Japanese-American sculptor Isamu Noguchi’s stature gains new dimension in “Noguchi: California Legacy,” a selective exhibition, which includes two of his best-known sculpture installations, Costa Mesa’s “California Scenario” and “Noguchi Plaza” in downtown Los Angeles, his smaller metal sculptures, as well as his acclaimed “Atari” lamps. Organized by the Noguchi Museum in Long Island City, New York and former LAM director Bolton Colburn, the exhibition centers on a newly commissioned model of “California Scenario,” along with schematic drawings and high-gloss color photographs subtitled “The Power of the Imagination.” Modeled on Italian piazzas, places for people to congregate or just to relax and reflect, “California Scenario,” with its spare, angular and yet flowing forms, is particularly conducive to reflection. “Noguchi Plaza” pays homage to Issei, first generation Japanese immigrants.

Given that it’s “California Scenario’s” 30th anniversary, the emphasis here is on illuminating our appreciation of it.

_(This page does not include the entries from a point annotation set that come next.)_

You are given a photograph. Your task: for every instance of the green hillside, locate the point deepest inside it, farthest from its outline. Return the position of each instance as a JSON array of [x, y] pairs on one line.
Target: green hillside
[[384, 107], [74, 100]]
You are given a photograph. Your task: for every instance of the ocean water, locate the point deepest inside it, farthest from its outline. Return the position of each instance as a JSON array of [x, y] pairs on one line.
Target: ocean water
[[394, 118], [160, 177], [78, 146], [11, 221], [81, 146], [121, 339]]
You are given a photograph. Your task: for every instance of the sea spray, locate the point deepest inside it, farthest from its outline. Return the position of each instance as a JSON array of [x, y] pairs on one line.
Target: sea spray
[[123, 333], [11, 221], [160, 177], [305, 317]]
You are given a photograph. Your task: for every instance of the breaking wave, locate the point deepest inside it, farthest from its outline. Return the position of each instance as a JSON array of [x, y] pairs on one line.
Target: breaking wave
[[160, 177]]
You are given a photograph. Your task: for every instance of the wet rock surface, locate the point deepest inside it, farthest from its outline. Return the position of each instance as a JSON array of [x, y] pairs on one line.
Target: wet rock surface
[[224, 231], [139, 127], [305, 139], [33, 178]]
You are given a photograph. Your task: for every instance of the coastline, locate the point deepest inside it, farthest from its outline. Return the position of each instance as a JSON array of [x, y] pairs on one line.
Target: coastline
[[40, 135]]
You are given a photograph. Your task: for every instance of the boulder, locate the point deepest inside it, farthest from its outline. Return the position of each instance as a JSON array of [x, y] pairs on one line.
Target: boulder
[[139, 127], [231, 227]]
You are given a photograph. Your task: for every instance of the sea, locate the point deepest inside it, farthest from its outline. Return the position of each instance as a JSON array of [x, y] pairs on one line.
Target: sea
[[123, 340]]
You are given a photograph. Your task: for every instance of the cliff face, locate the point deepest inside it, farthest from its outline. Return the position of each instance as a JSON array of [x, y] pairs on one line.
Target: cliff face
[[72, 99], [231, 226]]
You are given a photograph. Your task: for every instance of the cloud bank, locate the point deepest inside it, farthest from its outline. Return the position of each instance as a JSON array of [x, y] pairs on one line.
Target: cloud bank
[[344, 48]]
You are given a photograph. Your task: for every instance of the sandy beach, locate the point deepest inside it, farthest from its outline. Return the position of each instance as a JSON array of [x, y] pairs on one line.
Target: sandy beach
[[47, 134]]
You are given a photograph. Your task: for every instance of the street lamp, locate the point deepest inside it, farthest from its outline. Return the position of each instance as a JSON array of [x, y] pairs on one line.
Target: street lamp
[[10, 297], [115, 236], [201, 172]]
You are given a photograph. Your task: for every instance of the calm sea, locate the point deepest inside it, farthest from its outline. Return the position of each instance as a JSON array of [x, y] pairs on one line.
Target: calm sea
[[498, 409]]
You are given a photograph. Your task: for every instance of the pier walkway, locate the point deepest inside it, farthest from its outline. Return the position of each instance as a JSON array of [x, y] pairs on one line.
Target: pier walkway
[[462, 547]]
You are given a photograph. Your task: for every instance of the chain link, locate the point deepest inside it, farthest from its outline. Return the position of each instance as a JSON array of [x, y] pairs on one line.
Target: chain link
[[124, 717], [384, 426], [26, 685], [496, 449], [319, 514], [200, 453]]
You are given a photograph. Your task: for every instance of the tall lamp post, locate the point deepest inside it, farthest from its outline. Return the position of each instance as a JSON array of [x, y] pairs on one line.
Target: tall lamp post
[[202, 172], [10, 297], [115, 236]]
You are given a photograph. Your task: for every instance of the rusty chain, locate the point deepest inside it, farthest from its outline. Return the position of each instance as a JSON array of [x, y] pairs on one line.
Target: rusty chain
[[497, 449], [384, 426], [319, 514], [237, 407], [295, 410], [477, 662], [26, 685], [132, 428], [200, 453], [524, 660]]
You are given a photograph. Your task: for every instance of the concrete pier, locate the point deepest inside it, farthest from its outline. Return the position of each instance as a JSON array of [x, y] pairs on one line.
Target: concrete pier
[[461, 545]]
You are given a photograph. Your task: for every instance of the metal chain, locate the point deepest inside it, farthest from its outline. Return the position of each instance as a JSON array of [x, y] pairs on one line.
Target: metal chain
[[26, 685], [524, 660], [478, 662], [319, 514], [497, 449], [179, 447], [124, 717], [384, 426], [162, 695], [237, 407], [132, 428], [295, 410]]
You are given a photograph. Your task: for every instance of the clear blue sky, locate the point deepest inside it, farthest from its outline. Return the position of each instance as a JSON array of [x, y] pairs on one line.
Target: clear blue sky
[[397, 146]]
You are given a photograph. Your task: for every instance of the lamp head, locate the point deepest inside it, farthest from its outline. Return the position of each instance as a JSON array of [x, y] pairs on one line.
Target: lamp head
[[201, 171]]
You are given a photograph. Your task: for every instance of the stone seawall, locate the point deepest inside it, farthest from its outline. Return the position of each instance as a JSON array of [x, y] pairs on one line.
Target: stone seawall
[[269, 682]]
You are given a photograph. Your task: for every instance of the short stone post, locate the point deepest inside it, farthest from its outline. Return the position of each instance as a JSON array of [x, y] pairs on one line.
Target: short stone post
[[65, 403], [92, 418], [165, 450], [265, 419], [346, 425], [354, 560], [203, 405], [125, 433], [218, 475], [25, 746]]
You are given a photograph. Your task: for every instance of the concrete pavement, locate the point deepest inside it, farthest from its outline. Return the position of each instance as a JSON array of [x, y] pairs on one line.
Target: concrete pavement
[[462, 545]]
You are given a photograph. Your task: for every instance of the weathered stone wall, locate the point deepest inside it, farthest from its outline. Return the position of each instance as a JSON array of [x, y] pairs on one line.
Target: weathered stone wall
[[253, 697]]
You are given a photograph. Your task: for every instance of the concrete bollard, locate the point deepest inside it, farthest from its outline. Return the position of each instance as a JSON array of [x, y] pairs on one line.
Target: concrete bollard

The model and a large schematic drawing offer a clear view of Noguchi’s intention of celebrating the diversity of California’s landscape, including rivers, mountains and vegetation, both sparse and desert-like as well as verdant, as exemplified by redwood and sycamore trees. It is ingeniously tucked in a 1.6 acre plot between office buildings, a restaurant and a parking garage. It is a site of remarkable beauty that the exhibition rightly celebrates, but it does not do complete justice to. Three decades after its completion, the garden has gained character, much as a human face subjected to rigors of life and passage of time, something that the overly glossy photographs do not convey.

“California Scenario” was commissioned by art patron Henry Segerstrom, who reportedly remarked that the installation included nothing that was actually fabricated by the master’s hand (landscape architectural design firm Frederick Thomas Hume handled that). Noguchi responded with “The Spirit of the Lima Bean,” a massive yet uncannily graceful rock sculpture that gave a nod to the Segerstrom family’s beginnings as lima bean farmers.

Still, since the large installations are in Costa Mesa and Los Angeles, and thus easily accessible to Southern California audiences, replications are somewhat upstaged by the segment titled “What is Sculpture?” It focuses on Noguchi’s Akari light fixtures/sculptures that he first showed at the 1986 Venice Biennale. The term Akari implies both illumination and weightlessness, appropriate since the pieces shown are made from mulberry tree paper or gossamer materials suspended over wire armatures. Located in the museum’s center gallery, it is an arresting sight, yet Noguchi followers might remember that purists balked early on at embracing lamps as art. Today they evidence the vast range of Noguchi’s experimentations and of his influence on design. (Noguchi also designed furniture as well as set designs for dancers Martha Graham and Merce Cunningham.)

Less known perhaps is a series of sculptures from steel plates that were produced by Gemini G.E.L.  The pieces are displayed in a manner that allows one to take in their number and variety but, it’s a safe guess that single works were meant to be shown alone as to interact with their environment via an interplay of light and shadow.

This unusual exhibition demands study, reflection and a deeper look into the life of an artist who was shaped by the bi-racial and cultural roots of his parents (American teacher/editor Leonie Gilmour and Japanese poet Yone Noguchi) and who made the most of the choices they presented.